Changeset 204091 in webkit

Timestamp:

Aug 3, 2016 11:43:15 AM (8 years ago)

Author:

ggaren@apple.com

Message:

[bmalloc] Merging of XLargeRanges can leak the upper range
​https://bugs.webkit.org/show_bug.cgi?id=160403

Reviewed by Michael Saboff.

• bmalloc/Heap.cpp:

(bmalloc::Heap::scavengeLargeObjects): Don't use removePhysical().
Recorded physical size is a performance optimization. It is not the
truth. So it might be zero even if a range contains physical pages.

Instead, iterate each range in the map unconditionally.

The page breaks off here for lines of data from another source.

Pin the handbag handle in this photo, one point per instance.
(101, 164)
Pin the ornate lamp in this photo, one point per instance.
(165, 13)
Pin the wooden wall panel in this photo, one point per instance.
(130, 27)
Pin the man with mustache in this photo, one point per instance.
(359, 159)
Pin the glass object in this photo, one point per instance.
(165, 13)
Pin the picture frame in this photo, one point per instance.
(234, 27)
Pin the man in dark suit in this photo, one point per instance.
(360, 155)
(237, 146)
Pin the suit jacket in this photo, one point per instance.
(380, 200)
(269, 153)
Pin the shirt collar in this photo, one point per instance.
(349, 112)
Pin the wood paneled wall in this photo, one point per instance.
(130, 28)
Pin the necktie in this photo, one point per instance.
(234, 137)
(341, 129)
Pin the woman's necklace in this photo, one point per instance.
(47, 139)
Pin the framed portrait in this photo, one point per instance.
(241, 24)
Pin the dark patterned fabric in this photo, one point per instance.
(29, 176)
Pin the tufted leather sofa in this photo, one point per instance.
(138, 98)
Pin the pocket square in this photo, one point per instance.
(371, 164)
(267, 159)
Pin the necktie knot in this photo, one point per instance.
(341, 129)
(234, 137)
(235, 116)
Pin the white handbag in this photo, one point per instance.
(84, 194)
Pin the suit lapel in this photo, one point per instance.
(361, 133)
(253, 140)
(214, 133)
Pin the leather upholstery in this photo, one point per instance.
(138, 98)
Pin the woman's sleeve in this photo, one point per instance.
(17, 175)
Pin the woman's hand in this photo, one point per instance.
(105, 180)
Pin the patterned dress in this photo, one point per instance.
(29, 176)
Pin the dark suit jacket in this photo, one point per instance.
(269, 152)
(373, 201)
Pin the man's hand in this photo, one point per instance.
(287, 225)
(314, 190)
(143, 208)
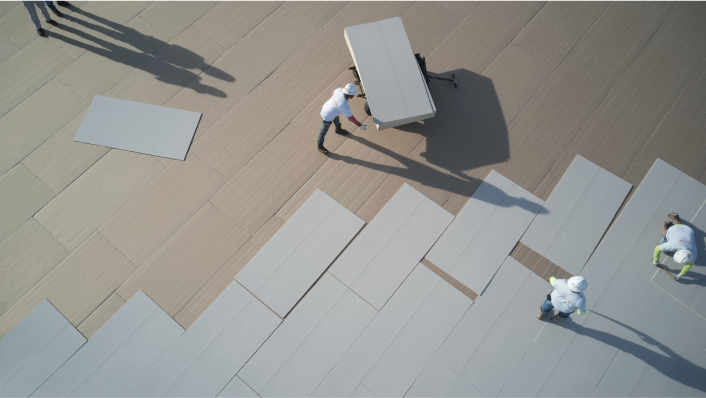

The map can shrink when we release the lock, so we must clamp our
iterator each time through the loop.

The map can grow when we release the lock, but we don't care because
growth restarts the scavenger from the beginning.

• bmalloc/XLargeMap.cpp:

(bmalloc::XLargeMap::removePhysical): Deleted. Not used anymore.

• bmalloc/XLargeMap.h:

(bmalloc::XLargeMap::ranges): Added direct access for the sake of
scavengeLargeObjects. (This violates our naming conventions -- I'll do
a rename in a follow-up patch.)

Location:

trunk/Source/bmalloc

Files:

• ChangeLog (modified) (1 diff)
• bmalloc/Heap.cpp (modified) (1 diff)
• bmalloc/XLargeMap.cpp (modified) (1 diff)
• bmalloc/XLargeMap.h (modified) (1 diff)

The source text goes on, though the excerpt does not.